I have seen it happen with older parts which did not dither their chopping clock; the symptoms typically include low frequency tones or high offset voltage drift which may be indistinguishable from low frequency noise. (1) Some of the early parts provide a way to synchronize the chopping clock to avoid problems and it is not only with other chopper stabilized amplifiers. You might want to synchronize with a sampling analog-to-digital converter, switching power supply, or microprocessor clock.
(1) In the past, high noise prevented chopper stabilized amplifiers from replacing precision bipolar parts even in low frequency applications. Maybe the OPA189 is different in medium impedance applications but I would sure want to empirically test it; the lack of a current noise graph and DC or 0.01 Hz noise specification makes me wonder if TI is hiding something.
I like the compound amplifier idea. This should make it possible to increase the bandwidth significantly? OPA189 might do a super job in a "supporting role"? I seem to remember seeing application notes with some fairly straightforward designs, but can't just recall where...

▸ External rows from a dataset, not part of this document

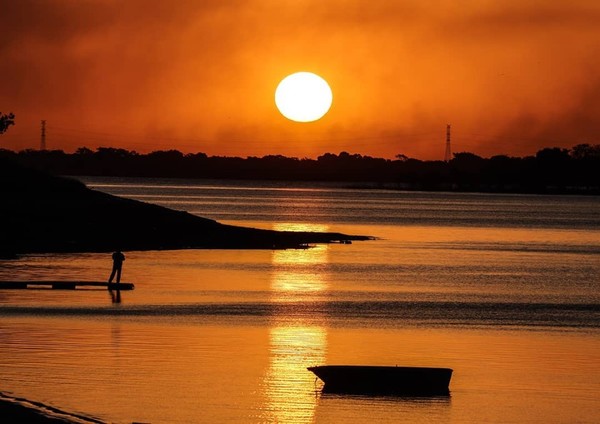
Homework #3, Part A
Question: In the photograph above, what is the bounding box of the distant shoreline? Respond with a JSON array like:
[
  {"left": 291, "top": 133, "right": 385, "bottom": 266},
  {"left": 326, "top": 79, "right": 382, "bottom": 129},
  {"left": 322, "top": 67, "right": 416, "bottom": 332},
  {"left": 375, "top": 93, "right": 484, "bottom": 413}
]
[
  {"left": 0, "top": 392, "right": 104, "bottom": 424},
  {"left": 0, "top": 158, "right": 372, "bottom": 255},
  {"left": 0, "top": 144, "right": 600, "bottom": 195}
]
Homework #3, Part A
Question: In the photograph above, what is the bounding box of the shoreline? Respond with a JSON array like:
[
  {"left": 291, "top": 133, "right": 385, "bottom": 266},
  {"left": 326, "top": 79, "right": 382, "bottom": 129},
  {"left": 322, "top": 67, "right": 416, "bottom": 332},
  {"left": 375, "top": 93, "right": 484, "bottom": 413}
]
[{"left": 0, "top": 392, "right": 105, "bottom": 424}]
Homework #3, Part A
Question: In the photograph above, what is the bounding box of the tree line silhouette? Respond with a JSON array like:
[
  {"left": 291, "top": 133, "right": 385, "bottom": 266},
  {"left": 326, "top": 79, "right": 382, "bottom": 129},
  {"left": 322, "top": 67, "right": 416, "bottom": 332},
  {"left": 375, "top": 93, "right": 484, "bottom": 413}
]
[{"left": 0, "top": 144, "right": 600, "bottom": 194}]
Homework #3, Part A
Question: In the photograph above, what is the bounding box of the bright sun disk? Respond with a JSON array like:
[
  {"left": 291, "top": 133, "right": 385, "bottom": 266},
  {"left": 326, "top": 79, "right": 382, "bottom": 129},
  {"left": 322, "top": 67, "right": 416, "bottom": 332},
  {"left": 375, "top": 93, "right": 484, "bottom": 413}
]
[{"left": 275, "top": 72, "right": 333, "bottom": 122}]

Usually it was about noise instead of bandwidth. Chopper stabilized amplifiers have flat flicker noise while linear parts have increasing flicker noise at lower frequencies and wide bandwidth parts can have astonishingly high flicker noise, but there is not much overlap between the requirements for low flicker noise and wide bandwidth except maybe in test instrumentation; I would not mind having an FFT signal analyzer with both but the common solution is just to use a separate low noise preamplifier.
That OPA189 is much better than past chopper stabilized parts I have used but total noise could still be improved by perhaps 4 times in a low impedance, 100s of ohms, application.